Tuning Cubist Models
In Cubist: Rule- And Instance-Based Regression Modeling

knitr::opts_chunk$set(echo = TRUE)

The main two parameters for this model are the number of committees as well as the number of neighbors (if any) to use to adjust the model predictions. We'll use two different packages for model tuning. Each will split and resample the data with different code. Their results will be very similar but will not be equal.

Before starting, we'll use the Ames housing data again.

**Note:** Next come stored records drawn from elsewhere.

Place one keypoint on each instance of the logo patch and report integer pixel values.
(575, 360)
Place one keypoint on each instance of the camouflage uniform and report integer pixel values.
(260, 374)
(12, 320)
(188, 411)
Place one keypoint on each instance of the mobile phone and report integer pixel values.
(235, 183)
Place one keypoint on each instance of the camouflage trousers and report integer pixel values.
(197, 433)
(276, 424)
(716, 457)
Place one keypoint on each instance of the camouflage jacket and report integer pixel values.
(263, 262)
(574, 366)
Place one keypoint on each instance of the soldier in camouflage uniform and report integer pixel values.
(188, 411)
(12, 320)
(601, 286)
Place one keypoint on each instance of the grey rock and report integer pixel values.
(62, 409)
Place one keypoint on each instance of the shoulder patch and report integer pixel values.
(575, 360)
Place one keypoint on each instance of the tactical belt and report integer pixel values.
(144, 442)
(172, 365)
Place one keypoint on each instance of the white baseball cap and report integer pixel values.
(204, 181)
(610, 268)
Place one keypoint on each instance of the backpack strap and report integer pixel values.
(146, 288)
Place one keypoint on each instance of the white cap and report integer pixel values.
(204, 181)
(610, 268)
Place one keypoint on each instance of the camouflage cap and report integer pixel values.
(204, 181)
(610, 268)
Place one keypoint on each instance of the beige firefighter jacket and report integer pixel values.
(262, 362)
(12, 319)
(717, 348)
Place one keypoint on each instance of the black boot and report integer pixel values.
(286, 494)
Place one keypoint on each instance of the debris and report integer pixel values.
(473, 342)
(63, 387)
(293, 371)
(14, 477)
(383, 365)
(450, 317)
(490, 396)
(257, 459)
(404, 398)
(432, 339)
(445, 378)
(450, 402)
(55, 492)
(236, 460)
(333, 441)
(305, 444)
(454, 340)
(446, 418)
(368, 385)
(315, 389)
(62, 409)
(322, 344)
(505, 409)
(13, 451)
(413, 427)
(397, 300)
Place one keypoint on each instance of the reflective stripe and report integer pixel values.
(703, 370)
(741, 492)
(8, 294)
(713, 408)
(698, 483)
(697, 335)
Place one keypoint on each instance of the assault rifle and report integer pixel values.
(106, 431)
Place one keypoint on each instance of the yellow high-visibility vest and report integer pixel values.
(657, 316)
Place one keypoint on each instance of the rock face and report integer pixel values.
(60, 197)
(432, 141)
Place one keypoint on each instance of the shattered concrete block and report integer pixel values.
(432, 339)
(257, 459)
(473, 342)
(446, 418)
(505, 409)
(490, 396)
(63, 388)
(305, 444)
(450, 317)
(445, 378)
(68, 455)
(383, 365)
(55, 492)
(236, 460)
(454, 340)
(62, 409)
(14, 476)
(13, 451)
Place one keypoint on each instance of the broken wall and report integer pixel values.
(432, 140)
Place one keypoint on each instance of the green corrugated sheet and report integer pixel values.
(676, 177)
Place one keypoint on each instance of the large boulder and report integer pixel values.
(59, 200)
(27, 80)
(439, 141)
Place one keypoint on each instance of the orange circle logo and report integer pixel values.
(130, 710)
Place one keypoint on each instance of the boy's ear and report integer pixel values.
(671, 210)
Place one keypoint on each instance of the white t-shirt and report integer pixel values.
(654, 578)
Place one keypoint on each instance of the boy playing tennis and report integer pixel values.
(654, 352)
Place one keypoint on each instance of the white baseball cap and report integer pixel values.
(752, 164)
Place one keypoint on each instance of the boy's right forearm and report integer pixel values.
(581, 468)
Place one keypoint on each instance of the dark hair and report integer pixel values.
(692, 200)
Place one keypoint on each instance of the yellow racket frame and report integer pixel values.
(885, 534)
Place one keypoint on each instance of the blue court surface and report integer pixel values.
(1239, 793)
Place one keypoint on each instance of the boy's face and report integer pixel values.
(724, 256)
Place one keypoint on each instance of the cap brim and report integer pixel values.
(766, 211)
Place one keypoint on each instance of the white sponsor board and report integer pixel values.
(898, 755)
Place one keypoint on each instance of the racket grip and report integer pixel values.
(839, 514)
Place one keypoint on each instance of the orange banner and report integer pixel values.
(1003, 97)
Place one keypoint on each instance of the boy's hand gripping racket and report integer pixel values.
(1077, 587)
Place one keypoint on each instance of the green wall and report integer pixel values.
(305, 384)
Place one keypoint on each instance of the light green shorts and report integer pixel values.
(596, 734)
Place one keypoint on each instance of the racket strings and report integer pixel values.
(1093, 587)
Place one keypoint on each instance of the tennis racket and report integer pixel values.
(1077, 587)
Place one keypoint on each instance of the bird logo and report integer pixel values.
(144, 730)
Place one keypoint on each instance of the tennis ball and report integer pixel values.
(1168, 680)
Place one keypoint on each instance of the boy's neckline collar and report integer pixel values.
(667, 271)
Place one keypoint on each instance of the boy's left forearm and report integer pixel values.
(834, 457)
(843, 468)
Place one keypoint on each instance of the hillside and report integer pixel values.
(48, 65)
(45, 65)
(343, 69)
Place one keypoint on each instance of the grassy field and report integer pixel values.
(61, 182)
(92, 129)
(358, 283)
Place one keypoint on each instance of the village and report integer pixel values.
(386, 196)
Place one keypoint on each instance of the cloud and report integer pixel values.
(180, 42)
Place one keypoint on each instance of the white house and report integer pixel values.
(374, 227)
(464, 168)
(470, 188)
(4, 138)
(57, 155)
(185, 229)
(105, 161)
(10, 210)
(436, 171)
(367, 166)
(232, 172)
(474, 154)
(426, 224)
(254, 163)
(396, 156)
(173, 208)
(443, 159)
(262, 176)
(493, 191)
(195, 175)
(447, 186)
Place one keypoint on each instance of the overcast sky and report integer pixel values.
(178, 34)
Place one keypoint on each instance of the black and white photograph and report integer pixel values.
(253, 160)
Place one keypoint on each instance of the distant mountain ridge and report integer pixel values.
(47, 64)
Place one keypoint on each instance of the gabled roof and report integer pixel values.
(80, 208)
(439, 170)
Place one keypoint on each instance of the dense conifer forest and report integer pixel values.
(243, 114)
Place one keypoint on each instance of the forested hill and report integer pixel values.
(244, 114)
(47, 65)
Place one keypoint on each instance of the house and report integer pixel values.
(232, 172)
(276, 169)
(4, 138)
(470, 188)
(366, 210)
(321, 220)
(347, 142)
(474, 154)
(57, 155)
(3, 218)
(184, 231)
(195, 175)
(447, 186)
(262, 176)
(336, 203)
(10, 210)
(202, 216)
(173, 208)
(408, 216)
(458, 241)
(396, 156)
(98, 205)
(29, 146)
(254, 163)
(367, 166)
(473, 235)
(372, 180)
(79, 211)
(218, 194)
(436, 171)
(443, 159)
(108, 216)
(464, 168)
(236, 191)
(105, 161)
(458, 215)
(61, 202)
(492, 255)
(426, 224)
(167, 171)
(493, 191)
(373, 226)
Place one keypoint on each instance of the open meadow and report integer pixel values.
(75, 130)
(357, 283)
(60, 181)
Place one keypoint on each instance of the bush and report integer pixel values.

data(ames, package = "modeldata")
# model the data on the log10 scale
ames$Sale_Price <- log10(ames$Sale_Price)

predictors <- 
  c("Lot_Area", "Alley", "Lot_Shape", "Neighborhood", "Bldg_Type", 
    "Year_Built", "Total_Bsmt_SF", "Central_Air", "Gr_Liv_Area", 
    "Bsmt_Full_Bath", "Bsmt_Half_Bath", "Full_Bath", "Half_Bath", 
    "TotRms_AbvGrd",  "Year_Sold", "Longitude", "Latitude")
ames$Sale_Price <- log10(ames$Sale_Price)

ames <- ames[, colnames(ames) %in% c("Sale_Price", predictors)]

Model Tuning via caret

To tune the model over different values of neighbors and committees, the train function in the caret package can be used to optimize these parameters. For example, to split the data:

library(caret)

set.seed(1)
in_train <- createDataPartition(ames$Sale_Price, times = 1, list = FALSE)
caret_train <- ames[ in_train,]
caret_test  <- ames[-in_train,]

We'll use basic 10-fold cross-validation to tune the models over the two parameters. Although train() can make its own grid, we'll use a regular grid with four values per parameter:

grid <- expand.grid(committees = c(1, 10, 50, 100), neighbors = c(0, 1, 5, 9))

set.seed(2)
caret_grid <- train(
  x = subset(caret_train, select = -Sale_Price),
  y = caret_train$Sale_Price,
  method = "cubist",
  tuneGrid = grid,
  trControl = trainControl(method = "cv")
  )
caret_grid

Note that the x/y interface was used. This keeps factor predictors intact; if the formula method had been used, factor predictors like Neighborhood would have been converted to binary indicator columns. That would not cause an error, but Cubist usually works better without the indicators columns.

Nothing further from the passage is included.